In conclusione è utile ricordare che, nella pratica clinica, le parafile non si manifestano mai in forma pura; spesso nel mettere in atto una perversione si ricorre a caratteristiche tipiche di altre.

Esistono inoltre una serie di comportamenti sessuali per i quali il limite fra normalità e la perversione è difficilmente individuabile. Queste attività, considerate di “sesso estremo”, includono pratiche come il fistfuking (introduzione del pugno nell’ano o nella vagina), il bondage (immoblizzazione di tutto o di una parte del corpo di una persona facendo uso di foulard, corde, lacci di cuoio, bende di tessuto o di gomma, ecc.), la gang-bang (incontro sessuale di un uomo o di una donna con un numero X di partner simultaneamente), lo stuffing (giochi erotici con oggetti, frutta, verdura o altro), lo spaking (sculacciare violentemente i glutei del partner, ecc.).

Tali comportamenti, se da un lato possono rientrare nella varietà delle attività sessuali ordinarie, possono fissarsi come uniche modalità per il raggiungimento del piacere sessuale. Diventa evidente, quindi, che l’unico parametro clinicamente attendibile per diagnosticare una perversione sia l’uso esclusivo di una determinata pratica per il raggiungimento del piacere sessuale.

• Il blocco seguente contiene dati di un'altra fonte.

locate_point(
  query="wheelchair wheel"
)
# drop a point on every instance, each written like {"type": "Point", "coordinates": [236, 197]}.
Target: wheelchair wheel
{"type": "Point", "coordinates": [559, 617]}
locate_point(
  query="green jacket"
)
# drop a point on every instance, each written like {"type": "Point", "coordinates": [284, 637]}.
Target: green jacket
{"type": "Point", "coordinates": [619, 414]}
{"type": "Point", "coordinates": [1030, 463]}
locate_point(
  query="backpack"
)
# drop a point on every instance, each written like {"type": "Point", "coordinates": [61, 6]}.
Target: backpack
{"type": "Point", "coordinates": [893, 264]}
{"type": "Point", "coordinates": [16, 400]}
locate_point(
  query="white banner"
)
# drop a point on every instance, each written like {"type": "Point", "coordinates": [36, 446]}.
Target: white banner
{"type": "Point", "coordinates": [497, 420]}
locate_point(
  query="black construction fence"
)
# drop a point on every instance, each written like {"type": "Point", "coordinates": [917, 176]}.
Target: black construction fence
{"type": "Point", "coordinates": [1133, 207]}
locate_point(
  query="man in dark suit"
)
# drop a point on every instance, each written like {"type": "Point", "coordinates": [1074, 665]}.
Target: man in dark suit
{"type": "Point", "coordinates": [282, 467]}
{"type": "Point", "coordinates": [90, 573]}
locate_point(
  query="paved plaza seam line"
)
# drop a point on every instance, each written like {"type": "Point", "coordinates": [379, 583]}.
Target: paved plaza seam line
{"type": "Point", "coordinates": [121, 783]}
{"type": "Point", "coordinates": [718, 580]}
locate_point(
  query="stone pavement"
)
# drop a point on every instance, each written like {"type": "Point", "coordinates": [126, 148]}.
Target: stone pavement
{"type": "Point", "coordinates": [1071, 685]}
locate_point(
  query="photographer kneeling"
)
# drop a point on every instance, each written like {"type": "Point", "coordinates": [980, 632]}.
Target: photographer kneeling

Nel campo delle perversioni sessuali i problemi più ampiamente dibattuti dall’indagine psicoanalitica sembrano essere legati alla definizione del concetto di norma e normalità in campo sessuale; in primis il problema delle origini e del trattamento dell’omosessualità (dal 1984 non più considerata né una malattia né un comportamento sessuale deviante) e del sadomasochismo. La sessualità umana, secondo Freud, è naturalmente perversa; la sua espressione adulta e la possibilità di costruire vincoli amorosi stabili e soddisfacenti sono notevolmente influenzate dalla dinamica infantile e dai suoi esiti. In sintesi negli esseri umani il sesso nasce come attività perversa, relativamente disorganizzata, orientata al piacere e solo successivamente, se le vicende evolutive lo permetteranno, potrà organizzarsi nelle sue dimensioni adulte mettendosi al servizio della procreazione. La perversione, come entità clinica strutturata nell’adulto, è considerata da Freud come una regressione a modalità infantili di espressione e di soddisfacimento del desiderio sessuale, che si traduce sul piano del comportamento in condotte abnormi rispetto all’oggetto sessuale oppure rispetto alla meta. Le perversioni non sono semplicemente l’esprimersi di una sessualità infantile e immatura, ma sono difese elaborate dall’individuo per proteggersi dall’angoscia derivata dai conflitti edipici.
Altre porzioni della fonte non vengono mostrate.